I have a bag that has the following:

• 6 red marbles
• 5 green marbles
• 2 blue marbles

I want to remove a random marble from the bag, record its color, and repeat until no more marbles are left in the bag:

1. sort the counts
   • bag = {2:blue, 5:green, 6:red}
2. compute the cumulative counts
   • cumulative = {2:blue, 7:green, 13:red}
3. pick a random number in [0, max cumulative count]
   • rand(0, 13) = 3
4. find insertion point index of this integer using binary search
   • i = 1
5. record the color corresponding to this index
   • green
6. reduce that count by 1
   • bag = {2:blue, 4:green, 6:red}
7. repeat until no more marbles in bag

Is this a good way to do this or are there more efficient ways in terms of time complexity?

Answer 1

Instead of relying on extraction, you can shuffle the array in-place.

1. like in maraca's answer, you store the items individually in the array (citing it here: "Create a list with all the items (0=red, 1=green, 2=blue): [0,0,0,0,0,0,1,1,1,1,1,2,2].")

2. iterate through the array and, for each element i, pick a random index j of an element to swap place with

3. at the end, just iterate over the array to get a shuffled order.

Something like

for(i=0..len-1) {
  j=random(0..len-1);
  // swap them
  aux=a[i]; a[i]=a[j]; a[j]=aux;
}
// now consume the array - it is as random as it can be
// without extracting from it on the way

Note: many programming languages will have libraries providing already implemented array/list shuffling functions

• C++ - std::random_shuffle

• Java - Collections.shuffle

• Python - random.shuffle

Answer 2

Your algorithm is pretty good, but it could be optimized further:

1. You don't need to sort the colors! You can skip the first step.

2. Instead of calculating the cumulative counts each time you can do it iteratively by decreasing all values right of the selected one (including the selected color itself).

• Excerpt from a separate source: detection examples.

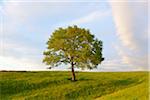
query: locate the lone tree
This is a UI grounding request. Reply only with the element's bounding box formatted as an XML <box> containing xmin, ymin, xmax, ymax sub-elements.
<box><xmin>43</xmin><ymin>25</ymin><xmax>104</xmax><ymax>81</ymax></box>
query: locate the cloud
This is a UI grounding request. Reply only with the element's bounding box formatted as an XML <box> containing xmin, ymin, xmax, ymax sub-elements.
<box><xmin>110</xmin><ymin>0</ymin><xmax>148</xmax><ymax>70</ymax></box>
<box><xmin>69</xmin><ymin>10</ymin><xmax>110</xmax><ymax>25</ymax></box>
<box><xmin>110</xmin><ymin>0</ymin><xmax>148</xmax><ymax>49</ymax></box>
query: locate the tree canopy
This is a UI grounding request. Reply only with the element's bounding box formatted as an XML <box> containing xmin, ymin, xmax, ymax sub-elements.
<box><xmin>43</xmin><ymin>25</ymin><xmax>104</xmax><ymax>69</ymax></box>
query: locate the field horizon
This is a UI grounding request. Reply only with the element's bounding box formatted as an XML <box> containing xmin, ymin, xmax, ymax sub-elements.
<box><xmin>0</xmin><ymin>71</ymin><xmax>150</xmax><ymax>100</ymax></box>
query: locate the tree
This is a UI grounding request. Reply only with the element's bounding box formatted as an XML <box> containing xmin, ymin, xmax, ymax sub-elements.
<box><xmin>43</xmin><ymin>25</ymin><xmax>104</xmax><ymax>81</ymax></box>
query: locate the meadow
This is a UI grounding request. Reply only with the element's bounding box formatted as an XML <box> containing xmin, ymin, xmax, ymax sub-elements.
<box><xmin>0</xmin><ymin>71</ymin><xmax>150</xmax><ymax>100</ymax></box>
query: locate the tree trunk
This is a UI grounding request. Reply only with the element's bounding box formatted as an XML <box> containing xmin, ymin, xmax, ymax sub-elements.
<box><xmin>71</xmin><ymin>62</ymin><xmax>76</xmax><ymax>81</ymax></box>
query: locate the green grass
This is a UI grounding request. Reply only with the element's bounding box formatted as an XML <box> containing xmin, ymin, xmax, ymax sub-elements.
<box><xmin>0</xmin><ymin>71</ymin><xmax>149</xmax><ymax>100</ymax></box>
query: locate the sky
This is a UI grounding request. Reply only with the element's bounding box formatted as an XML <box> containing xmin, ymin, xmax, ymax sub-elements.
<box><xmin>0</xmin><ymin>0</ymin><xmax>150</xmax><ymax>71</ymax></box>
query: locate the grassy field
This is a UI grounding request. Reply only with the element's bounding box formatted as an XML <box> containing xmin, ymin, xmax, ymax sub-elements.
<box><xmin>0</xmin><ymin>71</ymin><xmax>149</xmax><ymax>100</ymax></box>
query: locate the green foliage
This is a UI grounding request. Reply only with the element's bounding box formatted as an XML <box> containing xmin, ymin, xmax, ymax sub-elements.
<box><xmin>0</xmin><ymin>72</ymin><xmax>149</xmax><ymax>100</ymax></box>
<box><xmin>43</xmin><ymin>26</ymin><xmax>104</xmax><ymax>69</ymax></box>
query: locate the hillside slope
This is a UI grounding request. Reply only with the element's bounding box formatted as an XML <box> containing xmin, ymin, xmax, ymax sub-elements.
<box><xmin>0</xmin><ymin>71</ymin><xmax>149</xmax><ymax>100</ymax></box>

3. You also don't need the binary search, you can just start decreasing the cumulative counts from the end until you reach the correct number.

There is also another algorithm based on lists:

1. Create a list with all the items (0=red, 1=green, 2=blue): [0,0,0,0,0,0,1,1,1,1,1,2,2].

2. Get a random integer i between 0 and the size of the list - 1.

3. Remove the ith item from the list and add it to the result.

4. Repeat 2. and 3. until the list is empty.